Costs to build renewable energy projects also are expected to fall. The predicts that construction costs for onshore wind will drop by 2% year-over-year, each year to 2030. Solar construction costs in 2044 are expected to decline to about $1,100/kW, falling from the current cost of $1,400/kW.  The report says investment in renewable energy becomes even more attractive when combined with a forecast 4.5% drop in certain battery energy storage systems, which are expected to be part of most renewable energy projects moving forward.

Capacity Build and Generation Forecast

The report forecasts that renewable energy projects will lead the buildout of power generation capacity, accounting for more than 60% of new-builds by 2044 thanks to declining costs, along with government mandates and utility and corporate clean-energy goals. There is still room for new capacity additions of natural gas-fired generation, with capacity expected to grow from 499 GW this year to 646 GW in 2044.

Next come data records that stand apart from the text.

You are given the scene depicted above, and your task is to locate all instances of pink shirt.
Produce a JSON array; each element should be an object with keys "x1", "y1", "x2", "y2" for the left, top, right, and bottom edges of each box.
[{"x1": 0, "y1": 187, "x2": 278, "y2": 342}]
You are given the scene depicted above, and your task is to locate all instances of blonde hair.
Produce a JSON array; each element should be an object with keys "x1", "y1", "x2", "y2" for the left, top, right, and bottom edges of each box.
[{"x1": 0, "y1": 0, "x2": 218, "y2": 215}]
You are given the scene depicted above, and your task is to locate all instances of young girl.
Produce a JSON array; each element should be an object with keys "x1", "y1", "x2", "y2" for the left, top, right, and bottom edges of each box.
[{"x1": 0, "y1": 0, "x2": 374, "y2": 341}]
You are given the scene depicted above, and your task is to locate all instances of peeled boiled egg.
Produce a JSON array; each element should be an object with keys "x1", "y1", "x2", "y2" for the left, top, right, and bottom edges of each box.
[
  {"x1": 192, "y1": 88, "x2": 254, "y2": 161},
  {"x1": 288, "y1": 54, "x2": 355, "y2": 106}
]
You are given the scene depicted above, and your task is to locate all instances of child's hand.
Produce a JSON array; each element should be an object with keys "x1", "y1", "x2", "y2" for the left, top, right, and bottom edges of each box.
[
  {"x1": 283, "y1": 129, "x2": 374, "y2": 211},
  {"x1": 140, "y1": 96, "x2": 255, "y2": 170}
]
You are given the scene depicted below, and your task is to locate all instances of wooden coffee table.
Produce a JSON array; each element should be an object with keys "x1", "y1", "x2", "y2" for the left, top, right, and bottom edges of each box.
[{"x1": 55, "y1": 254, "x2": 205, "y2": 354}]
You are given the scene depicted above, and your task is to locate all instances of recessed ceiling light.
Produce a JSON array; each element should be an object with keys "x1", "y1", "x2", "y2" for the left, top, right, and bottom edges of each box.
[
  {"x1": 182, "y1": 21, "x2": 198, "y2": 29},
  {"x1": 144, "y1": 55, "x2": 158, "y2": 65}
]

3. Solar power is expected to continue its upward growth trajectory over the next several years, with Hitachi ABB Power Grids forecasting about 250 GW of generation capacity installed in North America in 2044—four times the current capacity. Courtesy: Florida Power & Light

Solar power generation capacity, as mentioned earlier, is expected to grow fourfold (Figure 3), from 60 GW today to about 250 GW in 2044, with the largest gains in the U.S. Midwest and the Western Electricity Coordinating Council (WECC) regions. The WECC includes 14 states, two Canadian provinces, and northern Baja Mexico.

The decline in North American coal-fired generation capacity is stark. The report notes that as recently as 2010, “coal contributed 1,915 terawatt hours (TWh) accounting for about 44% of all generation. This year, coal is expected to contribute 646 TWh or about 17% to the power generation mix.”

And that decline will continue. The report forecasts a drop in coal-fired generation capacity from about 218 GW today, to about 111 GW by 2044.

Kokate told POWER she is not aware of anyone who still thinks coal is a good investment, “due to environmental regulations, low natural gas prices and lack of policy support.”